La plupart des peurs trouvent leur origine en cette transition mystérieuse et ça génère les stratégies de survie, enferme dans le mental, le besoin de contrôle, la peur de la perte, du manque. Et bien évidemment l’ignorance sert tous ceux qui prétendent savoir. La société est construite sur ce schéma où le savoir des uns domine les autres.

28 08
Je reprends l’écriture après avoir bougé dehors toute la matinée comme le ciel était couvert. Cette chape plombante m’a été utile malgré qu’elle soit artificielle. 
Là encore c’est significatif parce que lorsqu’on lâche le jugement, les choses apparaissent sous un angle qui permet de s’adapter plutôt que de subir.
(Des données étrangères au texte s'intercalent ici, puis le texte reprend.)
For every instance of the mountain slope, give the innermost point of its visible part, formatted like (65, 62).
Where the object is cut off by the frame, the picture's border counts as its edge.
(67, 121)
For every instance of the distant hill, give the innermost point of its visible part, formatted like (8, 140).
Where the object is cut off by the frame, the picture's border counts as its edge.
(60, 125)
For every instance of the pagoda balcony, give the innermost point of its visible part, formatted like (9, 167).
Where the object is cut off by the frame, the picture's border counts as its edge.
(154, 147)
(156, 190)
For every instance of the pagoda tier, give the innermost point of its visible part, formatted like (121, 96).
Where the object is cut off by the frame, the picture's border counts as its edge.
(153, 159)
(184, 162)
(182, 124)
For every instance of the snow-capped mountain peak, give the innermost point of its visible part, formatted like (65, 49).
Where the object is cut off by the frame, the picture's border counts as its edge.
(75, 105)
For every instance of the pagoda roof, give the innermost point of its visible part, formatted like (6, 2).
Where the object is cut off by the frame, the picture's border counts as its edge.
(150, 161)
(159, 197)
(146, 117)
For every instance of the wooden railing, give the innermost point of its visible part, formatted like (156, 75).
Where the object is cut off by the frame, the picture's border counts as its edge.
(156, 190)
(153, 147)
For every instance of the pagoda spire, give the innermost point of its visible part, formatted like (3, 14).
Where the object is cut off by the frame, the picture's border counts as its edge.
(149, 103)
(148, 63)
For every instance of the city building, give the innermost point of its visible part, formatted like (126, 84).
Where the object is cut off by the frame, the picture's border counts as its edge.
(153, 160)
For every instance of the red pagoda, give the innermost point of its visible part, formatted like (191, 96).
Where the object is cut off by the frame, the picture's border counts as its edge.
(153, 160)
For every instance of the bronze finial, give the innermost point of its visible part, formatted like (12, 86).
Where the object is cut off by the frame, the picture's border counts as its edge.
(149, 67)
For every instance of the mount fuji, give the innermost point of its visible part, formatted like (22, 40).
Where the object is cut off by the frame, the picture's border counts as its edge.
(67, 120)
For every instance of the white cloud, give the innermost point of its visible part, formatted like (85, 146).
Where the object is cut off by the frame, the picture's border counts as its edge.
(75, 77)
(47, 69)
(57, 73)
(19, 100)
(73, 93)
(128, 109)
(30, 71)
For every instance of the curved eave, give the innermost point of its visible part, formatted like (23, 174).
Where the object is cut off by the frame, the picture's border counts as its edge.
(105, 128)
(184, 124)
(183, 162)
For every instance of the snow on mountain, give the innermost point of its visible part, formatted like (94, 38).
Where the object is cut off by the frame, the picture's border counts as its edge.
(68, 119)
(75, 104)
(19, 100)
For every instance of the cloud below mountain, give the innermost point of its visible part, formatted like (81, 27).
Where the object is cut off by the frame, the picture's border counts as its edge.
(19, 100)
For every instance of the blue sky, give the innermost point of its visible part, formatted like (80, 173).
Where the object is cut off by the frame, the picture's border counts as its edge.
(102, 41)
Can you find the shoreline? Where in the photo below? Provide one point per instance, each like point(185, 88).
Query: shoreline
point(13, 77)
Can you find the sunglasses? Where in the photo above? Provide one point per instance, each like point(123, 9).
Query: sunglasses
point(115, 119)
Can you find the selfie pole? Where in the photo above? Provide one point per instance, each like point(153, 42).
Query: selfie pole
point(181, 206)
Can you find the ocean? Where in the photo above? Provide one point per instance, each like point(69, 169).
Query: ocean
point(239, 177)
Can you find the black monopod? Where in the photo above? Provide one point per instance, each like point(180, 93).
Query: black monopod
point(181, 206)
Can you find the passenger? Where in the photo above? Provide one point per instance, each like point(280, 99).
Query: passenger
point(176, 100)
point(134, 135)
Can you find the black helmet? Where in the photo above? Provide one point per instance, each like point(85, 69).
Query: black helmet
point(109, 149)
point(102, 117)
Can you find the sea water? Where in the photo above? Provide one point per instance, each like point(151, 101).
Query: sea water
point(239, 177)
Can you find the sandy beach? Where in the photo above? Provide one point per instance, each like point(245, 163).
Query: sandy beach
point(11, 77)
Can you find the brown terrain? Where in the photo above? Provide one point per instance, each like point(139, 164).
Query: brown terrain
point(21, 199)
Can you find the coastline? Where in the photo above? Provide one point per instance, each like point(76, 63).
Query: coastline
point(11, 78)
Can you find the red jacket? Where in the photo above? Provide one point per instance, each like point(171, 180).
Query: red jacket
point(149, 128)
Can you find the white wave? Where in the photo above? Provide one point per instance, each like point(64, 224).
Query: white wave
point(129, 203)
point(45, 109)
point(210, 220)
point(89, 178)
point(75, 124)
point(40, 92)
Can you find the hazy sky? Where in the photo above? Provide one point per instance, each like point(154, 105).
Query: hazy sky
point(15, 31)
La guidance et les synchronicités sont devenus un art de vivre j’ai pu le constater une fois de plus en parlant de la vie après la mort, en toute sincérité et simplicité avec la belle fille du voisin décédé. Et comme je lui disais que je ne voyais pas la mort comme une fin mais plutôt comme une transition, elle ma racontée son expérience de mort imminente. Enfin sans aller dans le détail puisqu’on était dehors et d’autres voisins voulaient lui parler, mais là encore, je peux constater combien l’offrande des peurs à la source, le fait de lâcher prise, facilite drôlement la vie. 
J’avais tendance à anticiper, à me demander comment j’allais aborder ces personnes que je ne connais pas puisqu’elles habitent loin d’ici et au lieu de stresser, de cogiter, j’ai tout confié à la source. Je suis assez audacieuse mais la peur de déranger dans cette situation de deuil me bloquait un peu puis je suis plutôt du genre solitaire. 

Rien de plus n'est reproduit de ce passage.